# Any other modern era Marklin 1 gauge fans?



## Ricky Tanner (Sep 19, 2015)

While my main interest is 3 rail O scale. I do have an interest in the Modern era Marklin 1 gauge. I've got a few locomotives and several dozen freight wagons. Any other Marklin fans out there?


----------



## Cycleops (Dec 6, 2014)

I'm a big fan but unfortunately my bank manager isn't!


----------



## tailsgunner (Nov 17, 2015)

Ricky Tanner said:


> While my main interest is 3 rail O scale. I do have an interest in the Modern era Marklin 1 gauge. I've got a few locomotives and several dozen freight wagons. Any other Marklin fans out there?
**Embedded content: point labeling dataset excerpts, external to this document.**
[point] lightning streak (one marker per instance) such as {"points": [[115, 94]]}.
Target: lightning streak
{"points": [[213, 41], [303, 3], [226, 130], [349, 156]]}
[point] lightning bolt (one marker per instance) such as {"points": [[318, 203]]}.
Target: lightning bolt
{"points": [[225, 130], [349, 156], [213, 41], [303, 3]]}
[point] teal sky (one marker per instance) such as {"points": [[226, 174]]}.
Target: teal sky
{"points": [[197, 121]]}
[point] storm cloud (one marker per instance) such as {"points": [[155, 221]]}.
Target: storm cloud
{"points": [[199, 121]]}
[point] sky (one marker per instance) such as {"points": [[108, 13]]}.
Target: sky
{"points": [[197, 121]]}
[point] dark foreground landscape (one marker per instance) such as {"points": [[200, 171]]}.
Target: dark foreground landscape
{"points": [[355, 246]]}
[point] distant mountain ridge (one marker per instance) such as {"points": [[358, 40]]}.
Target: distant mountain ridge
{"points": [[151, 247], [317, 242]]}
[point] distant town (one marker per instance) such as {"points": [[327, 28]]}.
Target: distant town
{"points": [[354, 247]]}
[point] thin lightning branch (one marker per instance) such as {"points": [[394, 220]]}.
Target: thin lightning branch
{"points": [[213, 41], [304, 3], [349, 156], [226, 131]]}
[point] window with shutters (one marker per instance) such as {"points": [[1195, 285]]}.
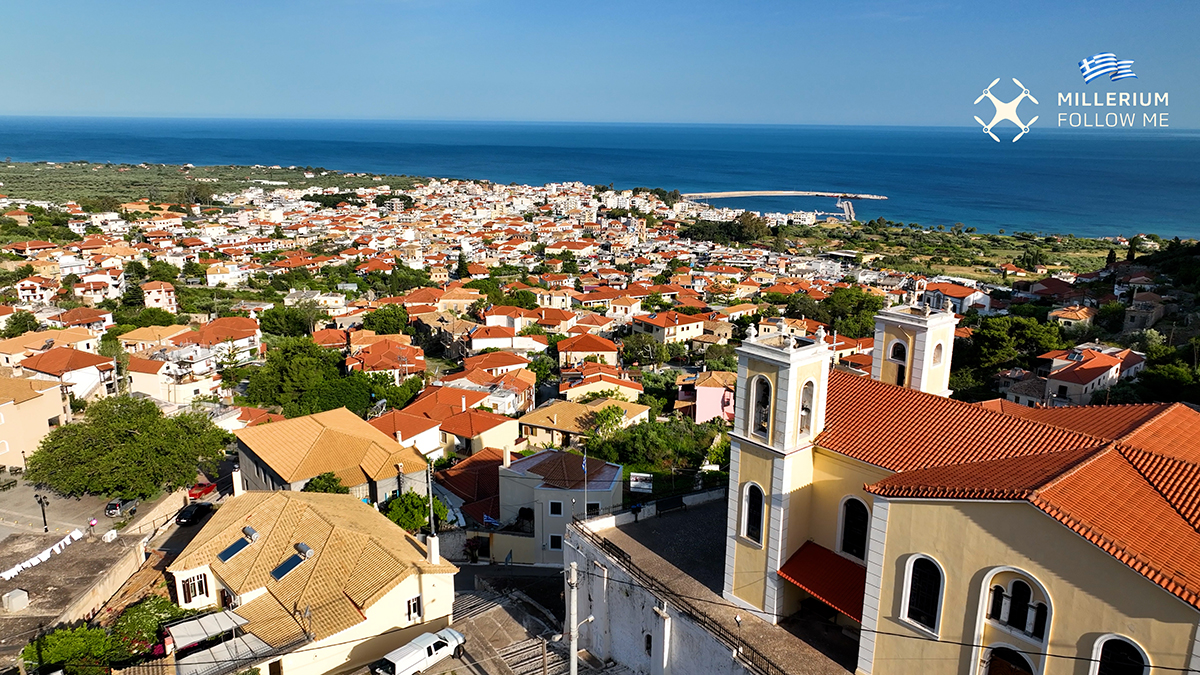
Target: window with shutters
{"points": [[923, 593], [414, 608], [855, 523], [1019, 604], [1119, 656], [753, 509], [196, 587]]}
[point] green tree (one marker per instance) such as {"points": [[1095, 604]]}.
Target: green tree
{"points": [[135, 272], [162, 270], [605, 420], [852, 311], [1110, 317], [283, 321], [642, 348], [544, 368], [137, 629], [21, 323], [79, 651], [388, 320], [1134, 248], [133, 297], [411, 511], [327, 482], [125, 447]]}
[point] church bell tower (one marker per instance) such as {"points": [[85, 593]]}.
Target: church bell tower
{"points": [[913, 346], [783, 382]]}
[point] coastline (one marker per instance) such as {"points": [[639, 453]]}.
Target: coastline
{"points": [[1056, 181]]}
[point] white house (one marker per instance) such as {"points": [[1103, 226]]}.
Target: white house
{"points": [[315, 583]]}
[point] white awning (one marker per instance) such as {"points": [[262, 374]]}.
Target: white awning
{"points": [[229, 655], [199, 629]]}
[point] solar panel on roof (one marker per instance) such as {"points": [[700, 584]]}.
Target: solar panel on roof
{"points": [[233, 549], [287, 566]]}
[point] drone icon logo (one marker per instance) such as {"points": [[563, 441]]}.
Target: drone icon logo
{"points": [[1006, 111]]}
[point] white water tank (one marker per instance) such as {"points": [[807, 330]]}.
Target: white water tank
{"points": [[15, 601]]}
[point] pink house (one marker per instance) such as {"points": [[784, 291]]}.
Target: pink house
{"points": [[707, 395]]}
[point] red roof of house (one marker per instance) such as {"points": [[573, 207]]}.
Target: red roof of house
{"points": [[475, 481], [897, 429], [587, 342], [471, 423], [439, 402], [495, 359], [402, 423], [833, 579], [664, 320], [60, 360]]}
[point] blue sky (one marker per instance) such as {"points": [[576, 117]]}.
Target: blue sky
{"points": [[857, 61]]}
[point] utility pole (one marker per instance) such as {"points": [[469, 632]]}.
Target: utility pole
{"points": [[573, 581]]}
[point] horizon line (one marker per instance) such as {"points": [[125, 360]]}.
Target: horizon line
{"points": [[533, 121]]}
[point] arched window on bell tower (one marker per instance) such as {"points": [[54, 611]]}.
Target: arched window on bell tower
{"points": [[899, 354], [760, 408]]}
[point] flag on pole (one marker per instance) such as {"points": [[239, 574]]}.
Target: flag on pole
{"points": [[1105, 63]]}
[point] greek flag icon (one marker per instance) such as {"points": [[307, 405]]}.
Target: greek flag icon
{"points": [[1105, 63]]}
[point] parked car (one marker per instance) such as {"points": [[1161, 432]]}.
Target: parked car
{"points": [[201, 490], [421, 653], [121, 507], [193, 513]]}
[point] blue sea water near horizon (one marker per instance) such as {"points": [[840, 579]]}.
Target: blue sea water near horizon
{"points": [[1087, 183]]}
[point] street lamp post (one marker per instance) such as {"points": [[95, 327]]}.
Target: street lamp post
{"points": [[42, 501]]}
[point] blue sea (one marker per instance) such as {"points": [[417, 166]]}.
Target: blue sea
{"points": [[1089, 183]]}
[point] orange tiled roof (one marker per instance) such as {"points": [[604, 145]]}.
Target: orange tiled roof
{"points": [[904, 429], [838, 581], [1138, 507]]}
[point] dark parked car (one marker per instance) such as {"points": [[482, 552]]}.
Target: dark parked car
{"points": [[193, 513], [201, 490], [121, 507]]}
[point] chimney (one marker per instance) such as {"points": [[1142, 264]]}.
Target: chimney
{"points": [[431, 548], [238, 489]]}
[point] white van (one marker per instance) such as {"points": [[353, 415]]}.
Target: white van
{"points": [[421, 653]]}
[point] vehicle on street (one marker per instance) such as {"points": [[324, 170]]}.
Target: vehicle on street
{"points": [[201, 490], [121, 507], [421, 653], [193, 513]]}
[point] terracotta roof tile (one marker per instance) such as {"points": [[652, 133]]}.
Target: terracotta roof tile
{"points": [[904, 429], [835, 580]]}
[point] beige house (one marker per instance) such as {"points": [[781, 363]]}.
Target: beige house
{"points": [[29, 410], [599, 383], [959, 538], [575, 350], [160, 294], [670, 327], [16, 350], [459, 299], [285, 455], [1074, 315], [472, 430], [553, 483], [165, 381], [151, 338], [309, 584], [563, 424]]}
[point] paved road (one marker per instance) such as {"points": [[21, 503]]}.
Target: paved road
{"points": [[19, 511]]}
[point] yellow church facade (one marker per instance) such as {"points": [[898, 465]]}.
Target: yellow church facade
{"points": [[954, 537]]}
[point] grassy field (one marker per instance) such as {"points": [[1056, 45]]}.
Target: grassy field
{"points": [[78, 180]]}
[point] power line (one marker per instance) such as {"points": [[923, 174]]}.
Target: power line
{"points": [[886, 633]]}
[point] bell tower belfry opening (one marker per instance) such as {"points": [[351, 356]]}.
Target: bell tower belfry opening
{"points": [[913, 346], [783, 382]]}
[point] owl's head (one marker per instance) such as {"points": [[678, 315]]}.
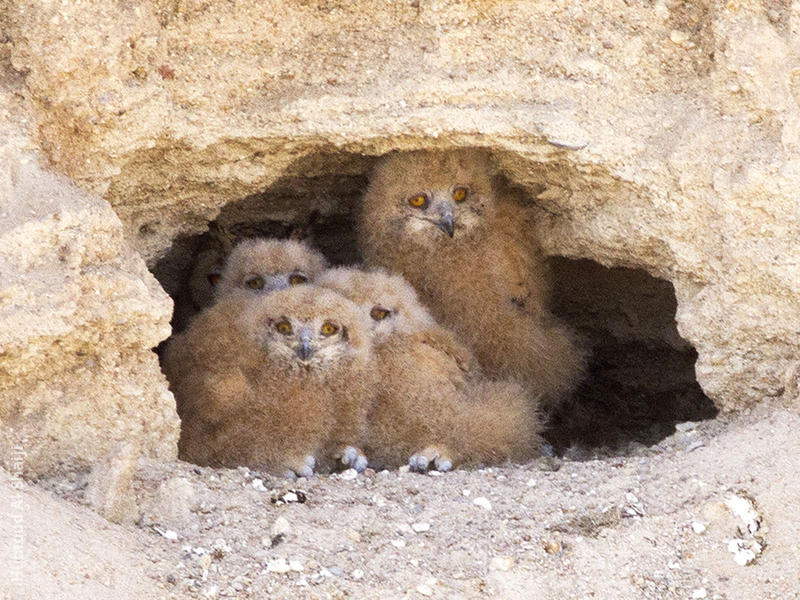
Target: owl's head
{"points": [[262, 266], [430, 198], [389, 302], [308, 329]]}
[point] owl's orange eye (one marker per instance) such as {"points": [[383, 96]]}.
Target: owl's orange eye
{"points": [[378, 313], [256, 283], [297, 279], [419, 201], [283, 327], [328, 329]]}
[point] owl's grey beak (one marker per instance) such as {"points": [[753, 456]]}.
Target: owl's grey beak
{"points": [[446, 222], [304, 348]]}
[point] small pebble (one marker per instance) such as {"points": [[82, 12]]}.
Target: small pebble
{"points": [[551, 546], [549, 463], [699, 527], [280, 527], [694, 445], [482, 502], [354, 536], [349, 474], [167, 533], [678, 37], [425, 590], [278, 565]]}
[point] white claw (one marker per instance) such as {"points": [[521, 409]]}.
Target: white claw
{"points": [[443, 464], [353, 458], [361, 464], [418, 463]]}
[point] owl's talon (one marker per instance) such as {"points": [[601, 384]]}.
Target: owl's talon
{"points": [[353, 458], [418, 463], [443, 464]]}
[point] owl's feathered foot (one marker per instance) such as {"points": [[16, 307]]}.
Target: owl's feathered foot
{"points": [[437, 456], [304, 468], [352, 458]]}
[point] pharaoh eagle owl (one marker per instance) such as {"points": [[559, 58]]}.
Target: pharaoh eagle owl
{"points": [[434, 217], [433, 408], [281, 382]]}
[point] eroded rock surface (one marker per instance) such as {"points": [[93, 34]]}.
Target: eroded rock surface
{"points": [[79, 316], [657, 135]]}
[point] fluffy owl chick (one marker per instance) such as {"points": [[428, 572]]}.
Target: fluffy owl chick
{"points": [[432, 407], [262, 266], [434, 218], [280, 382]]}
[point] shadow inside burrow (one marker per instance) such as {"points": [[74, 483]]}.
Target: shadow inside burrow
{"points": [[640, 378]]}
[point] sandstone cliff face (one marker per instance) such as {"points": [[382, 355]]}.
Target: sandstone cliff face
{"points": [[656, 135], [79, 315]]}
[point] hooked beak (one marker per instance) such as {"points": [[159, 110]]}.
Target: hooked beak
{"points": [[304, 349], [446, 224]]}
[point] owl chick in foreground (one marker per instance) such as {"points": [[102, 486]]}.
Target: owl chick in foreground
{"points": [[433, 217], [281, 382], [433, 408], [266, 265]]}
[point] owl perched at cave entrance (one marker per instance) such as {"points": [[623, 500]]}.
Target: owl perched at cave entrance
{"points": [[433, 408], [281, 382], [266, 265], [433, 217]]}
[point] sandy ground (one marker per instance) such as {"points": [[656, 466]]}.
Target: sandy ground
{"points": [[651, 522]]}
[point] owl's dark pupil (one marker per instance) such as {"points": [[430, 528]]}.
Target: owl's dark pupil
{"points": [[256, 283], [379, 313]]}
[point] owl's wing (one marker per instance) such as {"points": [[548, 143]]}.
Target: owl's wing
{"points": [[462, 364], [515, 257]]}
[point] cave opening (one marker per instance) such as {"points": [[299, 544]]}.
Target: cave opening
{"points": [[641, 379]]}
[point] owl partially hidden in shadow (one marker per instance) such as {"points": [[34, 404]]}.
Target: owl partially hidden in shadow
{"points": [[281, 382], [267, 265], [434, 217], [433, 407]]}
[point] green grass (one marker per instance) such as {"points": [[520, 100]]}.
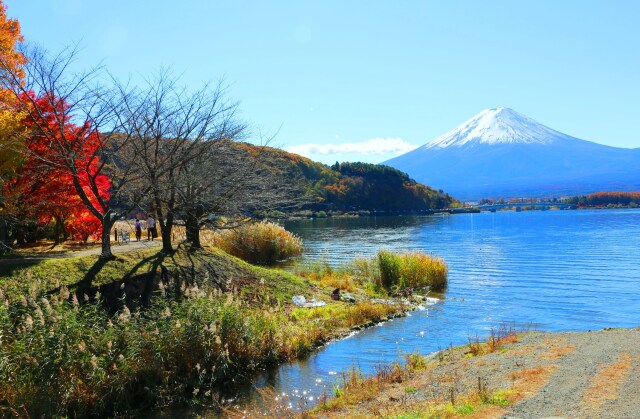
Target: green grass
{"points": [[211, 318]]}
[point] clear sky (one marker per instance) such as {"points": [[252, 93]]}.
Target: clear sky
{"points": [[349, 80]]}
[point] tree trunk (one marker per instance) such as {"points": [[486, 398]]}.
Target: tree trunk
{"points": [[5, 244], [106, 237], [166, 224], [192, 227]]}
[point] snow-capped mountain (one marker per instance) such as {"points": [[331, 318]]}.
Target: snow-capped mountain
{"points": [[502, 153], [497, 126]]}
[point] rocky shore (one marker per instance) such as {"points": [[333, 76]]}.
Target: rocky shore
{"points": [[592, 374]]}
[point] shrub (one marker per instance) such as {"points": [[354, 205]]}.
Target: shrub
{"points": [[389, 264], [411, 269], [261, 243]]}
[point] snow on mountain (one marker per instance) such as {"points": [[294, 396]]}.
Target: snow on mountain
{"points": [[502, 153], [497, 126]]}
I have a early 70's era Spur 1 set with the switcher, dump and gondola car and another Maxi 5441 set...but I really don't run them that much...Im afraid something will break and I won't be able to replace the parts.

What voltage do these sets run on?

Thank you


----------



## Ricky Tanner (Sep 19, 2015)

tailsgunner said:


> I have a early 70's era Spur 1 set with the switcher, dump and gondola car and another Maxi 5441 set...but I really don't run them that much...Im afraid something will break and I won't be able to replace the parts.
> 
> What voltage do these sets run on?
> 
> Thank you


They run on on 14V AC. Use a Marklin 30VA transformer like a 6177. This is the US 120V 60Hz version.


----------



## mtoney (Oct 6, 2012)

I picked up the strip down version of the Henschel diesel switcher and a gondola at a show. Most of Marklin's gauge 1 line is well out of my reach cost wise. I am going to switch my mostly LGB powered garden railway over to Marklin. Hope to pick up the br80 0-6-0 that is the same vintage as my diesel, and a few more of the early freight cars. Those are, for the most part, affordable still. You can change the early diesel and br80 over to DC power, There is a company that makes a replacement magnet coil assembly to replace the AC power version. Then you remove the reverse unit, and just wire it like any other DC motor. Otherwise you use the Marklin 30va AC transformer to run and control direction, just like thier HO of that era Mike


----------